I've been making this salad regularly for the past two years, and I still relish at the flavour of this dish. I make a large batch and place in two-cup containers for easy lunches. Mornings for most of us are already hectic enough. Being able to go in the fridge and grab a couple of containers that contain my healthy breakfast and lunch to bring to work is worth so much to me! I've never frozen this salad as peppers would get soft, but it lasts a good week in the fridge. If using meat instead of almonds, which I've never tried, would shorten this time for sure.
curried rice salad
6 cups brown rice, cooked (2 cups uncooked)

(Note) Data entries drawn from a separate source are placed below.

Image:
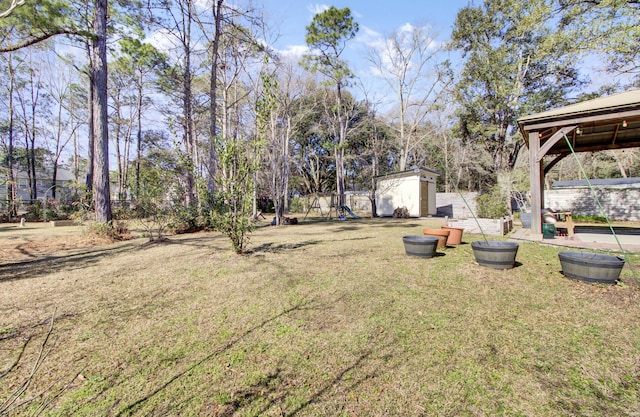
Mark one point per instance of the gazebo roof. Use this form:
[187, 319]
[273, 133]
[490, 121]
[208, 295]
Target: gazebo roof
[611, 122]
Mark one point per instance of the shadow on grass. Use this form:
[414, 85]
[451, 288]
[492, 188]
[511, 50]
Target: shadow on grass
[42, 266]
[131, 408]
[271, 388]
[272, 247]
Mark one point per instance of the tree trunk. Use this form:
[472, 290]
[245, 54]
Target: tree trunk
[101, 189]
[11, 185]
[91, 138]
[213, 88]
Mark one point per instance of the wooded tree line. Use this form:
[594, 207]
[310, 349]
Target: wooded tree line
[197, 107]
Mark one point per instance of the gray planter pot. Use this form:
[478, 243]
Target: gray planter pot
[495, 254]
[591, 267]
[422, 246]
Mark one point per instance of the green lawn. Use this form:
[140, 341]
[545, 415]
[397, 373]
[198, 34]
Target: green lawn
[320, 319]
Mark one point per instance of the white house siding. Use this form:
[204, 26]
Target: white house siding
[454, 205]
[618, 204]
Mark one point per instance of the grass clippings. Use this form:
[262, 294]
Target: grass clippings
[322, 318]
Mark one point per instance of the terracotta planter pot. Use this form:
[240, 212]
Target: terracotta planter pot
[591, 267]
[455, 234]
[441, 234]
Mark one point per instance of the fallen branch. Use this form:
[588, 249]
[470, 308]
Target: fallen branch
[10, 403]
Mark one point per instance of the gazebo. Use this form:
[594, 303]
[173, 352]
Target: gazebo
[611, 122]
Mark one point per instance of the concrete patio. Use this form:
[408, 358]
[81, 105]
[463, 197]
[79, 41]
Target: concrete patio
[589, 237]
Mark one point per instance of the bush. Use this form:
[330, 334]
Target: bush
[492, 205]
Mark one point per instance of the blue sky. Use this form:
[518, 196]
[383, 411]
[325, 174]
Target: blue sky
[376, 20]
[379, 16]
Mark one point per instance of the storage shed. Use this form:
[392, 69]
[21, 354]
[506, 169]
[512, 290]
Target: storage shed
[414, 189]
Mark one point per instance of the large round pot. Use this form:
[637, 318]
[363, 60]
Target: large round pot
[495, 254]
[591, 267]
[455, 234]
[441, 234]
[423, 246]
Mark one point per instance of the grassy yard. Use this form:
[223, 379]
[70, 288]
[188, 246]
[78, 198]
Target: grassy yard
[320, 319]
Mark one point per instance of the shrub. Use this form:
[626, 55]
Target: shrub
[492, 205]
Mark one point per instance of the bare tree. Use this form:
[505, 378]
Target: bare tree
[410, 64]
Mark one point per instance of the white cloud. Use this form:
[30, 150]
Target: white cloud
[294, 51]
[316, 8]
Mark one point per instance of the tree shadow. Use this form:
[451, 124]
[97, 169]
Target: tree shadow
[273, 248]
[132, 407]
[43, 266]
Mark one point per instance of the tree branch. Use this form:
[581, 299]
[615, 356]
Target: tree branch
[14, 4]
[43, 37]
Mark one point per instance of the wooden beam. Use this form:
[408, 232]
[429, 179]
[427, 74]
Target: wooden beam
[535, 181]
[583, 119]
[554, 162]
[565, 130]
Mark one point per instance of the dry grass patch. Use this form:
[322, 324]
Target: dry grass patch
[322, 318]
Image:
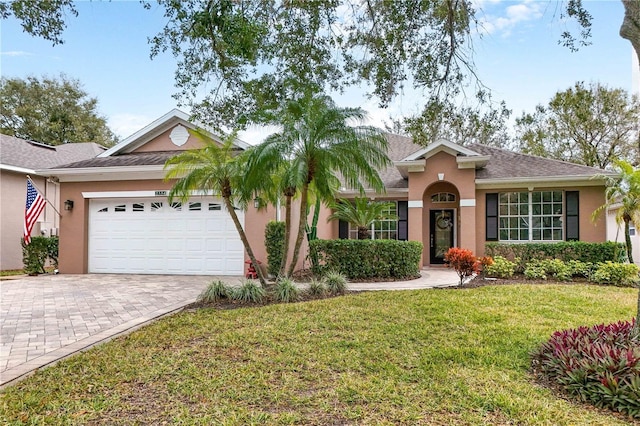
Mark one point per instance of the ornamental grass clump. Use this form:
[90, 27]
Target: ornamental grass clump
[335, 282]
[317, 287]
[599, 365]
[286, 290]
[249, 291]
[214, 292]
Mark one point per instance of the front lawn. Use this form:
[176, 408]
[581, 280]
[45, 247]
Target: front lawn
[410, 357]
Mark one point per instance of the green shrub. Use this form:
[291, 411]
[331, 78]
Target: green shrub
[500, 268]
[274, 243]
[580, 269]
[361, 259]
[317, 287]
[214, 292]
[36, 254]
[565, 251]
[286, 290]
[543, 268]
[618, 274]
[599, 365]
[249, 291]
[335, 282]
[535, 273]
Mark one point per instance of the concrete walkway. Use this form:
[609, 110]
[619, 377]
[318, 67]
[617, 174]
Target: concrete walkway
[46, 318]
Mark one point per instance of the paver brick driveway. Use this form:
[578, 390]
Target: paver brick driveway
[48, 317]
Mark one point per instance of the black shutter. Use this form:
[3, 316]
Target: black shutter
[403, 216]
[572, 217]
[492, 217]
[343, 230]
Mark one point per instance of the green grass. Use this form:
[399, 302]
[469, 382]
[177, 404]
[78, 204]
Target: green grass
[413, 357]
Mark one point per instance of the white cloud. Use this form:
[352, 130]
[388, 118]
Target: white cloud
[16, 53]
[124, 125]
[494, 18]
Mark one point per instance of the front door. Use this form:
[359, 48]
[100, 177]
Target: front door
[442, 224]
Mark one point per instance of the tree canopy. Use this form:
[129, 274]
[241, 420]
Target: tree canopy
[53, 111]
[591, 125]
[254, 55]
[44, 19]
[484, 124]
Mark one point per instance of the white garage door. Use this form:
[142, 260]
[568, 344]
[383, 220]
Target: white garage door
[153, 236]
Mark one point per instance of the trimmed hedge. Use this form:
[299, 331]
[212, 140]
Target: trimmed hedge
[360, 259]
[274, 243]
[38, 252]
[565, 251]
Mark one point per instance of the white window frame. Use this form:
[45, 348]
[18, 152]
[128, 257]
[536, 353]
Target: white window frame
[375, 233]
[550, 220]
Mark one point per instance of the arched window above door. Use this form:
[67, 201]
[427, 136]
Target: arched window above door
[443, 197]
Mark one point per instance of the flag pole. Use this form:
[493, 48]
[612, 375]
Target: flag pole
[42, 194]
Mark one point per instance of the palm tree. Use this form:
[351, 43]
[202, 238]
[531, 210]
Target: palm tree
[216, 168]
[361, 214]
[623, 191]
[316, 144]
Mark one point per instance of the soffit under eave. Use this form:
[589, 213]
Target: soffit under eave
[101, 174]
[534, 183]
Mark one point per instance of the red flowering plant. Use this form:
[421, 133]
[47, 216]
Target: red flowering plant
[462, 261]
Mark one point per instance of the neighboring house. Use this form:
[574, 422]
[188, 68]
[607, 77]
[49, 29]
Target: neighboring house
[445, 195]
[19, 158]
[615, 232]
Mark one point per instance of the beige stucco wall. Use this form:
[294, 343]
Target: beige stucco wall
[163, 143]
[13, 190]
[615, 232]
[74, 224]
[455, 180]
[590, 198]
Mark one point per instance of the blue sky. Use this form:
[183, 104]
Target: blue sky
[518, 58]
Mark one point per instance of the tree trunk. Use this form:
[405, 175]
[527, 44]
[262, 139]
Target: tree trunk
[630, 28]
[627, 240]
[312, 234]
[287, 234]
[245, 241]
[301, 226]
[363, 233]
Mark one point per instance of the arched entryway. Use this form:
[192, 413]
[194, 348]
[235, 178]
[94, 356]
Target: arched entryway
[441, 221]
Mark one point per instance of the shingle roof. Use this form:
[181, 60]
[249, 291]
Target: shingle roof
[399, 147]
[32, 155]
[505, 164]
[153, 158]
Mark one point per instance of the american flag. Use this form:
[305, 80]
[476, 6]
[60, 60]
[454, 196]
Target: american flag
[35, 205]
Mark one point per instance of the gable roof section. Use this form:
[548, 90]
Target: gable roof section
[506, 166]
[27, 157]
[159, 126]
[465, 157]
[400, 147]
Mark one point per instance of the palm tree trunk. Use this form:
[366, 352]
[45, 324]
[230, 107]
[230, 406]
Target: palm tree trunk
[301, 227]
[287, 235]
[627, 240]
[363, 233]
[637, 326]
[245, 241]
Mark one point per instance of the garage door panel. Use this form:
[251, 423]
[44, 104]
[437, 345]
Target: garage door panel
[151, 236]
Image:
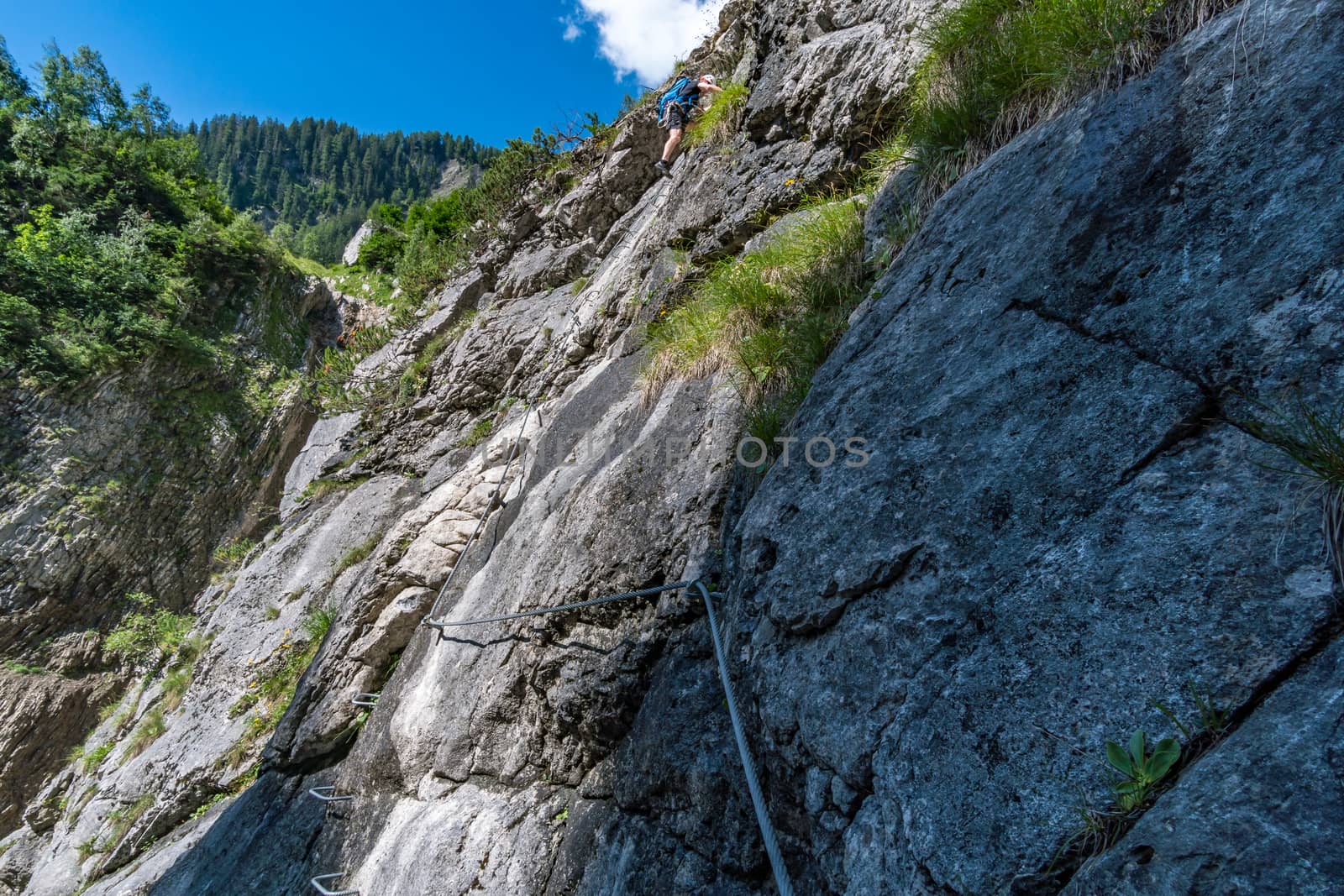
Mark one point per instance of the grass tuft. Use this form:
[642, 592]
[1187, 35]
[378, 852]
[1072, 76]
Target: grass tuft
[272, 692]
[770, 316]
[148, 631]
[232, 555]
[995, 67]
[719, 123]
[148, 731]
[479, 432]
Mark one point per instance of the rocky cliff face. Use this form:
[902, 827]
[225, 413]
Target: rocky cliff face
[1055, 531]
[131, 485]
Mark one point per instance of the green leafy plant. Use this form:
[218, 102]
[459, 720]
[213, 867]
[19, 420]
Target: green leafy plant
[273, 689]
[96, 757]
[148, 631]
[479, 432]
[1139, 768]
[994, 67]
[1314, 439]
[175, 688]
[234, 553]
[416, 375]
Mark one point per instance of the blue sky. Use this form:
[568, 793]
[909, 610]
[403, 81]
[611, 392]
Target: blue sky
[491, 70]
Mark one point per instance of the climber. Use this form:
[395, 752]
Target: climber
[675, 113]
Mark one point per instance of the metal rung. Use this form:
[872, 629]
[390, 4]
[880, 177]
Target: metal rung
[328, 794]
[322, 889]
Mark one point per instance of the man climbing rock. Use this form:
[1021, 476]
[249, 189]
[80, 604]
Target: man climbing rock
[675, 113]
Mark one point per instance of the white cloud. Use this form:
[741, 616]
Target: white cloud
[647, 36]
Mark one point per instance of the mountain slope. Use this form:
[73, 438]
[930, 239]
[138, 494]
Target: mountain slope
[1057, 528]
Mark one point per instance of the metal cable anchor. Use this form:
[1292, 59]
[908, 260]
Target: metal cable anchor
[318, 886]
[328, 794]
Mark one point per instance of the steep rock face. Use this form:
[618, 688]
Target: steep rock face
[127, 485]
[1053, 530]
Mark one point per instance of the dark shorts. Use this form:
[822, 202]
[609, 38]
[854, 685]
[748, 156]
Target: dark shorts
[674, 117]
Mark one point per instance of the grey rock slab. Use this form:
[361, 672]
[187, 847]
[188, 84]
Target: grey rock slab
[1054, 530]
[326, 441]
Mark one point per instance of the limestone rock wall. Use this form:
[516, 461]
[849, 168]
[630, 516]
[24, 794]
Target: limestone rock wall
[1057, 531]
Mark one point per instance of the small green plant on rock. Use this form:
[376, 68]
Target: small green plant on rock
[148, 631]
[721, 120]
[479, 432]
[272, 692]
[148, 731]
[233, 553]
[1139, 768]
[358, 553]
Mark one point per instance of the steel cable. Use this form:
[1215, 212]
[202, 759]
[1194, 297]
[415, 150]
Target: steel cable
[772, 846]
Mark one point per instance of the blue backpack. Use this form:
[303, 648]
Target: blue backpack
[683, 93]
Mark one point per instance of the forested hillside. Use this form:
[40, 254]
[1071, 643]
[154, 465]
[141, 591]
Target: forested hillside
[113, 244]
[316, 179]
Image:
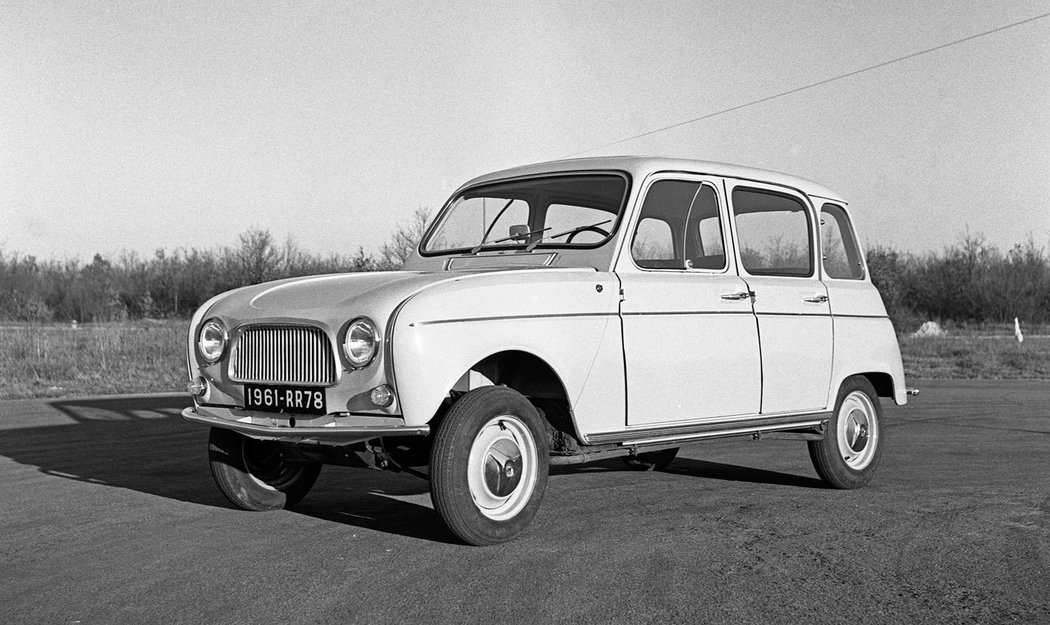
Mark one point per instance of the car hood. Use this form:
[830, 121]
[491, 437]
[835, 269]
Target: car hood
[318, 296]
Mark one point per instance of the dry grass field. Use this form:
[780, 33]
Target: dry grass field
[58, 360]
[148, 356]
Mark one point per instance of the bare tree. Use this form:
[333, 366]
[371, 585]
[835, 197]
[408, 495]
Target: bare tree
[403, 242]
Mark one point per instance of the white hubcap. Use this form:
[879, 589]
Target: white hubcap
[501, 469]
[858, 430]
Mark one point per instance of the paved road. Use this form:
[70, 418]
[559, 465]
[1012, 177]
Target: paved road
[109, 515]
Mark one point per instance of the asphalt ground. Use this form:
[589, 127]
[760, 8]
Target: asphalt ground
[109, 515]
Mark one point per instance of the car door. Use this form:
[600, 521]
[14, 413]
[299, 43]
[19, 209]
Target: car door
[775, 232]
[690, 336]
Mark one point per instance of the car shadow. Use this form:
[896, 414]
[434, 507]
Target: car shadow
[142, 443]
[704, 469]
[734, 473]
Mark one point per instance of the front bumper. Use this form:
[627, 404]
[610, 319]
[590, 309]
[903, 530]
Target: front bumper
[333, 430]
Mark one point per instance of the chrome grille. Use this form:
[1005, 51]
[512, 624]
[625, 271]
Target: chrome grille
[282, 355]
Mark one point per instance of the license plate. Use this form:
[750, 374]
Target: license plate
[285, 399]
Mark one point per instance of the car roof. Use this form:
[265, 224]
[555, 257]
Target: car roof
[639, 167]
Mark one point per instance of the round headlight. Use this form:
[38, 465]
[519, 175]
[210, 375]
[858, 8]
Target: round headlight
[211, 341]
[360, 342]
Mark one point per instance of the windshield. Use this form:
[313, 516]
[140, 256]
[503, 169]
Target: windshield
[555, 211]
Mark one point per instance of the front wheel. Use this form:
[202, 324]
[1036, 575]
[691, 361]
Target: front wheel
[254, 475]
[852, 448]
[488, 465]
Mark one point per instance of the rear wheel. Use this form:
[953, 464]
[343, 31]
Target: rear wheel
[651, 460]
[852, 448]
[254, 475]
[488, 465]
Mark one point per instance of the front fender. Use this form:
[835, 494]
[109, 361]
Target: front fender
[567, 318]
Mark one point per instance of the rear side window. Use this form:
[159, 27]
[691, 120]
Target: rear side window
[838, 245]
[679, 228]
[773, 230]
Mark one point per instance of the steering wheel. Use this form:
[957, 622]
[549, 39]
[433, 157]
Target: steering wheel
[587, 229]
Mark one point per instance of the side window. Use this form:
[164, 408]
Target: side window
[653, 241]
[841, 254]
[774, 233]
[679, 228]
[704, 235]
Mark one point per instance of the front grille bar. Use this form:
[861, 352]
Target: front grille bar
[281, 355]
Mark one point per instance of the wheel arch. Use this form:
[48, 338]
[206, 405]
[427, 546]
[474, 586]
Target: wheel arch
[881, 381]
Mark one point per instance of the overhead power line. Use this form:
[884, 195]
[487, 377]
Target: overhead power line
[812, 85]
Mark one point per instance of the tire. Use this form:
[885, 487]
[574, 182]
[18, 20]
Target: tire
[651, 460]
[488, 465]
[253, 475]
[849, 453]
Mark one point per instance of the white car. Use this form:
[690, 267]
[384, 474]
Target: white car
[558, 313]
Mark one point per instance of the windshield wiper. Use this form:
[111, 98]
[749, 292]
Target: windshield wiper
[532, 245]
[521, 235]
[488, 231]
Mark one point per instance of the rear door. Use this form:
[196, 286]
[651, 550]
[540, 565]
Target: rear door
[690, 335]
[776, 232]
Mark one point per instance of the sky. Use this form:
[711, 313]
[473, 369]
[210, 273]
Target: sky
[131, 126]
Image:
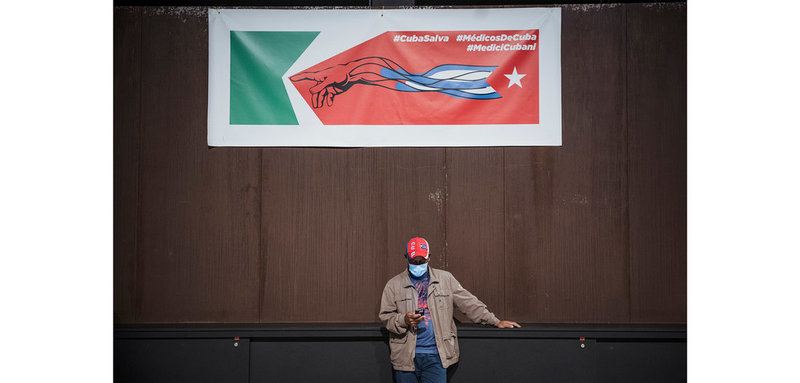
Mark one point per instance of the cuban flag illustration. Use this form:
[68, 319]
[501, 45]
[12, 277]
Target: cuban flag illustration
[386, 81]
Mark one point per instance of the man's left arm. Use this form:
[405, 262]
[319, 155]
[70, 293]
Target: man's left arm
[474, 309]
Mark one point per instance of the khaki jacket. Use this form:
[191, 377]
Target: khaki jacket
[444, 292]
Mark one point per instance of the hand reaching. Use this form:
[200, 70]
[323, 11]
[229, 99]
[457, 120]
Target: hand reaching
[507, 324]
[330, 82]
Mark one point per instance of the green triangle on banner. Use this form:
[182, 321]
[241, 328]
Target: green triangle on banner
[258, 61]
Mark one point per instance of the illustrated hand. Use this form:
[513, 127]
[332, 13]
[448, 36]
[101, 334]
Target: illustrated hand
[507, 324]
[413, 319]
[330, 82]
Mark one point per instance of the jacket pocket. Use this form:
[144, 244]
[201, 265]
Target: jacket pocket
[404, 305]
[397, 348]
[450, 346]
[443, 299]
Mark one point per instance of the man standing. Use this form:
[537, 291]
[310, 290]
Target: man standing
[417, 309]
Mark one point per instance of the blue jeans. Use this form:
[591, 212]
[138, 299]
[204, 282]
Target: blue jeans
[428, 370]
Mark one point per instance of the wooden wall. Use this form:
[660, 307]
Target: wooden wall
[593, 231]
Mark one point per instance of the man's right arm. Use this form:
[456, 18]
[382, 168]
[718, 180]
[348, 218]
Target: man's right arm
[393, 320]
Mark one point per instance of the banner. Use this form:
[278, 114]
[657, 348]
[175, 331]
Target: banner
[401, 77]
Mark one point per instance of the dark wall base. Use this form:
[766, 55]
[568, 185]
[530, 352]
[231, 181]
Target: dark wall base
[360, 353]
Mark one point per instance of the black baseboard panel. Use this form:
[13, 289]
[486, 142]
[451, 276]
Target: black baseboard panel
[360, 353]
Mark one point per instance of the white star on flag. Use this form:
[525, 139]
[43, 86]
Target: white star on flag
[514, 78]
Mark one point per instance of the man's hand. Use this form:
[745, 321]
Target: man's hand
[329, 83]
[414, 319]
[507, 324]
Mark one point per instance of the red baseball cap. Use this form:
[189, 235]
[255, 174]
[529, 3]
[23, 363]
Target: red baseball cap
[417, 247]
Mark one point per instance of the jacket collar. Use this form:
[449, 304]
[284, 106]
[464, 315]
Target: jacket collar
[433, 275]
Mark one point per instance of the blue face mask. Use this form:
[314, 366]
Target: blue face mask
[418, 270]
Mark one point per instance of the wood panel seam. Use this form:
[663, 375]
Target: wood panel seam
[137, 272]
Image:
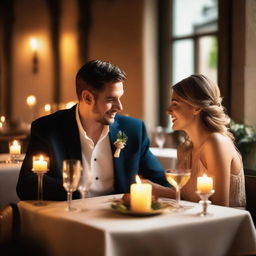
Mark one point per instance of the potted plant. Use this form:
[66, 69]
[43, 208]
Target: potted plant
[245, 140]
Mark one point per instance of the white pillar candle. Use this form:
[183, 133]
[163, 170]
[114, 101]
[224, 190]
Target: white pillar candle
[141, 195]
[204, 184]
[40, 164]
[15, 148]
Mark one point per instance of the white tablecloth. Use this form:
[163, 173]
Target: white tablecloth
[9, 174]
[166, 156]
[98, 230]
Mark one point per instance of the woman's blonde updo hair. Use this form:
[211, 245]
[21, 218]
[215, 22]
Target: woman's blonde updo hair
[201, 92]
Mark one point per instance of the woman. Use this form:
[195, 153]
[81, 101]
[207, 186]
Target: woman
[196, 109]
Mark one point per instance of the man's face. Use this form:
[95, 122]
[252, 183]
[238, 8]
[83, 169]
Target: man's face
[107, 103]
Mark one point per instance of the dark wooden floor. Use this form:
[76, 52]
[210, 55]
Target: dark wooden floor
[250, 185]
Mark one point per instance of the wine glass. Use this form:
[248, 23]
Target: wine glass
[71, 169]
[178, 178]
[159, 137]
[85, 183]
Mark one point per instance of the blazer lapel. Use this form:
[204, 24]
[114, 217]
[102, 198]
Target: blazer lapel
[120, 182]
[71, 133]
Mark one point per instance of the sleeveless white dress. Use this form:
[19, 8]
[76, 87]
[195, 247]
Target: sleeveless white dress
[237, 196]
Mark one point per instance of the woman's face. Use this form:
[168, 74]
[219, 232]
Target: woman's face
[182, 113]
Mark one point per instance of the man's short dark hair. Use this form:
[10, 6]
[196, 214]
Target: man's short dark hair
[95, 74]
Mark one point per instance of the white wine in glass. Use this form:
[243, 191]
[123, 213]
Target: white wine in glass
[71, 171]
[159, 137]
[178, 178]
[85, 183]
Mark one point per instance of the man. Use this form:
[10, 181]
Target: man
[88, 131]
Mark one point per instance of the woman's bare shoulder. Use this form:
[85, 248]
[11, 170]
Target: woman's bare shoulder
[218, 143]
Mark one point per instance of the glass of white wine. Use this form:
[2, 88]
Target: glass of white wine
[71, 171]
[178, 178]
[85, 183]
[160, 137]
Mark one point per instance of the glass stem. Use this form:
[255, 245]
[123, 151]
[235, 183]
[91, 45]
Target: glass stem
[178, 196]
[40, 186]
[69, 200]
[84, 194]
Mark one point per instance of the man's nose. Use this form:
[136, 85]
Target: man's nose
[119, 105]
[169, 110]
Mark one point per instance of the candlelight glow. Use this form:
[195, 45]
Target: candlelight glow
[2, 119]
[138, 181]
[34, 44]
[47, 107]
[31, 100]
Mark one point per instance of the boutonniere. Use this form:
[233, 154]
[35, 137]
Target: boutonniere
[120, 142]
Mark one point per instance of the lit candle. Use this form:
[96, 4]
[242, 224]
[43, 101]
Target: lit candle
[15, 148]
[31, 100]
[204, 184]
[40, 164]
[141, 195]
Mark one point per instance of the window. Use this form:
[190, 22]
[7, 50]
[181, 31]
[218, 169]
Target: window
[194, 39]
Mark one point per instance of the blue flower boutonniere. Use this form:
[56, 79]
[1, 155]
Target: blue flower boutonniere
[120, 142]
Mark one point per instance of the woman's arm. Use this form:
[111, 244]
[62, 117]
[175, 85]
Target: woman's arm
[217, 155]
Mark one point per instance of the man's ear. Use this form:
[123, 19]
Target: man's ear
[87, 97]
[197, 110]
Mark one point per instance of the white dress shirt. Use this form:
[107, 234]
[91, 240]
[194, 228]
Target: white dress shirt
[97, 159]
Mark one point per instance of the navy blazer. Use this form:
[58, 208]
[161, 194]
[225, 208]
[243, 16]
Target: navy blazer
[57, 136]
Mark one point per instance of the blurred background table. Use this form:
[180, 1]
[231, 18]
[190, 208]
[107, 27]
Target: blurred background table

1 cup roasted almonds, chopped (bake whole raw almonds at 350 degree oven on cookie sheet for 15 minutes)
1 cup celery, diced
1 green pepper
1 red pepper
1 yellow pepper
1/2 red onion, diced finely
1/4 cup cilantro, chopped
1/2 cup lemon juice, freshly squeezed
4 tablespoons olive oil
3 tablespoons curry powder
1 teaspoon salt
1/4 teaspoon pepper
- In a large bowl, combine rice, almonds, celery, peppers, onion and cilantro.
- In smaller bowl, mix lemon juice, olive oil, curry powder, salt and pepper together.
- Pour dressing into salad mixture and stir well.
- Taste and adjust seasoning to your taste(add more curry powder, salt, etc.)
Yield: 10 cups. If this is too large an amount, especially when trying it out for the first time, just cut the ingredients in half!
Note: For nut allergies, try using 2 cups of cooked diced chicken instead of the almonds.
2 comments:
Do you eat the salad cold or warm?? Recipe looks great I would really like to try it!
Hi there, good question, I should have mentioned to add the cooked rice once it's been cooled. Hope you enjoy!!